Era o povo tupinambá, dono do Novo Mundo dos brancos, que habitava o litoral brasileiro desde a embocadura do Amazonas até o rio da Prata e que havia se estabelecido no Rio de Janeiro, Bahia e Maranhão. Seu chefe era Cunhambebe, que quer dizer "língua que fala rasteira" ou "homem de fala mansa". "Vivia em guerra permanente contra os seus vizinhos, como os tupiniquins, em violentas batalhas pela defesa do seu espaço ou de vingança familiar. Não levava desaforo para casa nem engolia uma desfeita. Crime algum contra os seus ficava impune. Justiçava os inimigos com impressionante crueldade. E os devorava.

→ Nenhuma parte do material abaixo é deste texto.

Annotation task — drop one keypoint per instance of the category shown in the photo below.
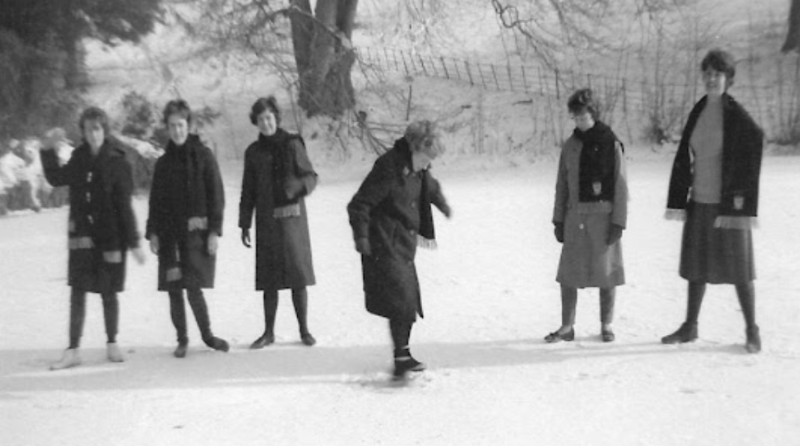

Aí chegaram os portugueses, vomitando fogo, com o firme propósito de tomar a terra na marra e escravizar os seus donos. Cunhambebe enfureceu-se. E fez a terra tremer."
Eis aí nosso herói da resistência, que a história retrata como amigo dos portugueses, mas que, na verdade, foi amigo dos primeiros franceses que aqui chegaram. Com frequência, visitava o forte de Villegagnon e, antes de morrer numa das tantas pestes que dizimaram aldeias inteiras, liderou a Confederação dos Tamoios. Seu retrato mais impressionante nos foi traçado pelo frade André Thevet em "As Singularidades da França Antártica". No meu tempo de primário, o índio "herói" era Araribóia, um traidor, porque combateu contra os seus ao lado dos portugueses. Sobre Cunhambebe, moita.
O fascinante da narrativa de Torres é que somos levados, na busca vã de algum vestígio do grande chefe guerreiro e de sua gente, a percorrer a trilha do nosso herói, incluindo uma volta de táxi pela orla marítima do Rio e uma viagem de ônibus para Angra dos Reis (de onde o autor desta resenha é natural...), até o local da aldeia de Cunhambebe, hoje vila do Frade, no sopé do ponto mais alto da região, exatamente o pico do Frade. Conforme a lenda, um frade foi morto e comido pelos indígenas e virou montanha. Ainda hoje, quem olhar da Ilha Grande para o continente verá, nas franjas da cordilheira, um monge deitado, com capuz e tudo, mas não se sabe se capuchinho, franciscano ou carmelita. Essa é nossa história. Cunhambebe virou pó, mas o frade virou montanha.


Milton Meira do Nascimento é professor de ética e filosofia política na USP e autor de "Opinião Pública e Revolução" (Edusp/Nova Stela).